Preschool Morning Circle Time

Circle time usually happens at the beginning of the preschool day, and is a great way to bring the class together and initiate interactive learning. Several different subjects can be covered during morning circle time, including reviewing the day’s calendar, revealing the letter of the day, taking note of the current weather conditions, sharing each student’s mood, show and tell, story time and even singing and dancing. This is a time for teachers to introduce new lessons and allow students to carry on the discussion.

Morning circle is a positive time, during which teachers encourage all students to share and participate in the learning experience.
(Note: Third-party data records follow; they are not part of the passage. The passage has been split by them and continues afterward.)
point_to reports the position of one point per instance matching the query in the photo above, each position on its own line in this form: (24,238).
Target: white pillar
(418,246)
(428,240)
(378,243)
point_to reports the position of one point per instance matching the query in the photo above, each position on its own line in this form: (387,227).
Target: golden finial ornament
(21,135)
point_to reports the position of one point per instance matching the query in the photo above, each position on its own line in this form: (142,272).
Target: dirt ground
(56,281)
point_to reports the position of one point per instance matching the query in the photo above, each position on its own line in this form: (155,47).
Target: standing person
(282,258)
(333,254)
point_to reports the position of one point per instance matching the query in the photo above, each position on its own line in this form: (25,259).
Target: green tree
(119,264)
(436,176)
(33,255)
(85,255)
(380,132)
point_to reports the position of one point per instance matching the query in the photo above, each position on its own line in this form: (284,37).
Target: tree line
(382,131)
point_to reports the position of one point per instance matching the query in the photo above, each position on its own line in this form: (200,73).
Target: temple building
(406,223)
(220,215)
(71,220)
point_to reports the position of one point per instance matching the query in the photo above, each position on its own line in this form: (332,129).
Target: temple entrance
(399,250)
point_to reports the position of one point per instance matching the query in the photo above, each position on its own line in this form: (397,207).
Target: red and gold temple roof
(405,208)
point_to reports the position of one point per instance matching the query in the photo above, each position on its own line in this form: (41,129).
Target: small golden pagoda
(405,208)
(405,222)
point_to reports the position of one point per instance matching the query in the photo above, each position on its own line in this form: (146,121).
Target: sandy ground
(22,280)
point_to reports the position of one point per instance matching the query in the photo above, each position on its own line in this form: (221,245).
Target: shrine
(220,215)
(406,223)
Through circle time, preschoolers will build confidence by speaking in front of their peers, and develop social skills by taking turns and listening to one another. These skills will be beneficial for young students to learn at an early age, as they will be used throughout the remainder of their educations and professional lives.

Preschoolers are actively involved in the learning process for the duration of morning circle time. It is not a time for passive learning, where the teacher reads or lectures for long periods, but rather an opportunity for interactive learning, where students are sharing and absorbing knowledge.

How to Conduct Morning Circle Time

Teachers should be well-prepared for morning circle time activities. This takes prior planning for each lesson, setting up carpet squares or place mats for each child, learning the words to a new song, or compiling a list of words that begin with the letter of the day. It would be wise to make certain that there are enough materials for each child if supplies are necessary and check games to be sure that all pieces are still there and in tact. Because circle time requires student participation, being disorganized will result in the children losing focus and interest.

A specific area in the preschool classroom should be home to circle time activities. In addition, holding morning circle at the same time each day will teach young students routine and time management skills. If children know where and at what time the activities will be every morning, they may begin to gravitate toward that area without having to be asked.

Keeping young students enthused throughout the duration of an activity is usually a challenging task. For this reason, lessons should switch between physical and mental stimulation. If the teacher begins by singing a good morning song, the next activity may be quietly reading or completing a puzzle. Teachers should also be mindful of any age or developmental discrepancies. A game that works well with four year olds may not work as well with two year olds, and vice versa.

Getting Preschoolers Interested in Morning Circle Time

Starting off morning circle time slowly will allow students to ease into the activity at their own paces. Some students may be shyer than others, or have a harder time speaking in front of the group. By beginning with a song or group discussion, preschoolers will become more comfortable with sharing their thoughts and feelings with the class. Save the main activity or new lesson for after the students have warmed up to circle time.

Depending on the class, circle time can vary greatly in length. This may be based on the age of the students and their temperaments. Younger students tend to get distracted more quickly and easily, whereas older students can generally last a bit longer. Additionally, if the activities are engaging, young students will usually fare better than if they were to be listening to a long story or lecture.

Morning circle time is a great setting for bringing the class together to participate in group activities. It allows students to develop self-confidence by speaking in front of the class and critical thinking skills by completing tasks on the spot. Circle time also creates a sense of predictability and comfort by encouraging learning and involvement in a safe, educational environment.